Agreement on the meaning of the attribute values is very important for
purposes of interchange.  Although the list of attribute values is open-ended,
the addition of synonymous attrubute values is to be descouraged at the
interchange level, although local applications are completely free to use
whatever data category names they deem fit.  Export routines should account
for aliasing to existing attribute values wherever possible.
 
Review of Assignments List from the Cleveland Meeting
-----------------------------------------------------
 
   Assignments for June-July-August
   --------------------------------
A.      Write sample TEI.TERM documents using tentative        Wright & Budin
        tag set
 
        Budin reported that a few sample TEI <termEntry>s had been
generated and that he and Wright would continue this effort.  Sample
<termEntry>s will be included in "Sub-document 7".
 
B.      Consider character sets and reversible                 Melby
        transliteration
        Contact TR1
 
Item 8
-------
 
        Melby reported that it was currently essential that documents be
restricted to ISO 646 because of the prevalence of systems that use either
exclusively lower ASCII or EBCDIC.  He stressed that:
*       Transliteration must be reversible.

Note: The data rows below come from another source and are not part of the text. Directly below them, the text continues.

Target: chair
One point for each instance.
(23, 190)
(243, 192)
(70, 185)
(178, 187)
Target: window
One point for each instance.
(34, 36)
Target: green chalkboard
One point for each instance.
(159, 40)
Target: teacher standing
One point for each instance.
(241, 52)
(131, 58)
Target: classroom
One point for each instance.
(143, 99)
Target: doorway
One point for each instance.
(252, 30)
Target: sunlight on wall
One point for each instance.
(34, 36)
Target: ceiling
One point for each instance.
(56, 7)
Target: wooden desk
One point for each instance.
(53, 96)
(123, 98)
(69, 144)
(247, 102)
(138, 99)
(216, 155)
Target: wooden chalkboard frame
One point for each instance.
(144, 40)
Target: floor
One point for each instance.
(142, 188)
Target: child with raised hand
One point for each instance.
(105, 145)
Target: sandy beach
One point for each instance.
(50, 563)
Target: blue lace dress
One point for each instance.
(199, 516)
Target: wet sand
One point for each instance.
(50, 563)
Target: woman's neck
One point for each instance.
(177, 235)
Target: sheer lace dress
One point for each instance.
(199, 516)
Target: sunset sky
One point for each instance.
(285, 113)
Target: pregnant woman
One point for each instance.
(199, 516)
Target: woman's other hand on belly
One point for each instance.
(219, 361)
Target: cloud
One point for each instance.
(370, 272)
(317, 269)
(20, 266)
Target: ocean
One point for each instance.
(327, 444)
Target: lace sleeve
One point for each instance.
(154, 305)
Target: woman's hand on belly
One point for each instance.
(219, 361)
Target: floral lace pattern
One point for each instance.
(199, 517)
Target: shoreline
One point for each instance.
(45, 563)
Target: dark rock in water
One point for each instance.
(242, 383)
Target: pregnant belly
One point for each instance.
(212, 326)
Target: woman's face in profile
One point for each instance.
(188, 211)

*       SGML % entities will probably be used.
*       UNICODE and ISO 10646 16 bit representation schemes for multilingual
characters are interesting solutions for the future, but that we must cope
with existing systems for some time to come.
        Melby noted that the problem of reversibility appears to be resolved for
non-oriental languages.  Melby will provide a more detailed summary of ISO 646
and the lang attribute, which will becomes "Sub-document 5".
 
C.      Write formal DTD using tentative tag set                    Shreve
 
        Shreve reported on the DTD, which does parse.  He will be revising the
DTD to conform to decisions reached during this meeting.  This DTD will become
"Sub-document 6".
 
D.      Test sample TEI.TERM documents and DTD using           Shreve
        an SGML parser.  See above.
 
E.      Get feedback on sample files from many TDBs            Wright & Budin
 
        Budin reported that he and Wright will contact users and operators of
terminological databases (TDBs) to solicit sample <termEntry>s for the purpose
of examining as many different system types as possible.
 
F.      Invite numerous groups to create conversion            Wright & Budin
        software to convert sample files to and from
        TEI.TERM-conformant documents
 
        Ditto above.
 
G.      Refine tag set and DTD                                 Shreve; WG
 
        Shreve will revise the DTD as noted above.  Wright will generate a list
of tags, attributes and attribute values in conjunction with the writing of
the Oak Ridge minutes.  She and Shreve will supervise the creation of a draft
list of tags, attributes and attribute values together with definitions, which
should be ready by mid-October.
 
H.      Write final report                                      Wright; WG
 
        The committee identified the following reports and papers that must
completed, together with their respective deadlines:
 
1.      Preliminary version of an AI7 status report to
        be circulated in Sub-Committee 3 of ISO                   26 Aug.-
        Technical Committee 37 on Terminology (ISO TC 37/SC 3)    1 Sept.
 
2.      Minutes of Oak Ridge Meeting                              1 Sept.
 
3.      Formal paper to be authored by Melby and Wright           25 Sept.
 
        This paper is for presentation at the International Symposium on
Terminology and Documentation in Specialized Communication to be held in Hull,
Ontario 7-8 Oct (presentation by Wright).  The same paper will form the basis
for Melby's presentation at the ASLIB conference in London in November.  There
will be a book printed as the proceedings of the ASLIB conference, in which
this paper will appear.
 
4.      Section for TEI Guidelines 2, which will be
        basically identical to the Hull/ASLIB paper,
        with minor modifications to reflect venue-
        specific concerns.                                          25 Sept.
 
5.      Preparation of a more polished proposal for TC
        37/SC 3.                                                    15-16 Nov.
 
This proposal can again be based on the ASLIB paper, and preliminary versions
can be provided to important SC 3 members prior to the November SC3 meeting.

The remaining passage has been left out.